Apart from that, the number of policy workshops has exceeded the original target (4 more than originally planned), as has the number of participants of those: 352 instead of 200.
We have therefore suggested to the Interreg North Sea Region secretariat to take the report on the international farmers’ café and the higher numbers of workshops for policy makers as a compensation for the farmers’ cafés that are not possible organize in 2020 and very likely in 2021 given the further Covid-19 development.
In general, we think that SalFar can meet all the objectives. For instance, ‘Transnational information and education centers’: Salt Farm Foundation as well as Ökowerk Emden and Stichting De Zilte Smaak have attracted hundreds of visitors to their respective information centres, field labs and cooking workshops. With the Saline Futures Conference in September 2019 a network of ‘Sustainable research and long-lasting knowledge exchange’ has started, which will be further developed to an international knowledge platform for scientists and practitioners.

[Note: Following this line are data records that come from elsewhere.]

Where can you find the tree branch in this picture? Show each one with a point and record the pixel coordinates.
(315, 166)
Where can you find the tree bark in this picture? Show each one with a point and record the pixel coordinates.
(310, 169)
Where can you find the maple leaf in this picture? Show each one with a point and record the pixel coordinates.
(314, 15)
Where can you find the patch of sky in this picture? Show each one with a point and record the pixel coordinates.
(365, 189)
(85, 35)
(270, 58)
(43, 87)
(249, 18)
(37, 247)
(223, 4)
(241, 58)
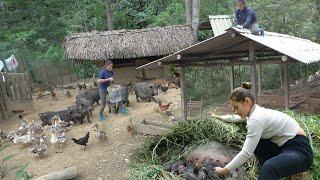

As for the work package concerning business strategies for eco-innovative food production there might be a delay due to the fact that we are right now processing a project change and on boarding three new Danish partners, of which one will be work package leader.
‘Pilots on saline agriculture in 10 different coastal areas across the North Sea region’ is ahead of schedule. Testing selected crops under site-specific water management conditions and taking into account the different soil conditions and regional practices of farming is going very well, even Norway has now established a test field in a different region on sandy soil in the district “Jæren”, Southwest Norway, which was originally not planned.
In terms of outputs, the number of test fields has exceeded the target of 10 as16 test fields have been set-up in the various regions. The same goes for the number of green products, services and processes piloted and/ or adopted by the project, where the target is 40, but 70 has been achieved. The number of research institutions participating in cross-border, transnational or interregional research projects has also exceeded the target of 38 as 55 has been achieved.
The number of organizations/ enterprises informed about new solutions by project end also exceeds the original target: 500, achieved 1468. Through the Saline Futures Conference, but also individual seminars, excursions, workshops of partners, the number of organizations / enterprises informed by new solutions has increased significantly already two years before the project end.
Motivation of the SalFar partners is still on a high level, communication and transnational cooperation works excellent! Two online partner meetings have been conducted so far, one in April and another one in October 2020. All partners were present and the discussion on results and the next steps in the work packages were very fruitful. In particular, the introduction of three new partners from Denmark worked out flawlessly. With their research expertise, professional skills, and a network of farmers all over Denmark, Food and Bio Cluster Denmark (FBCD), Aarhus University, and SAGRO are a real enrichment for the project.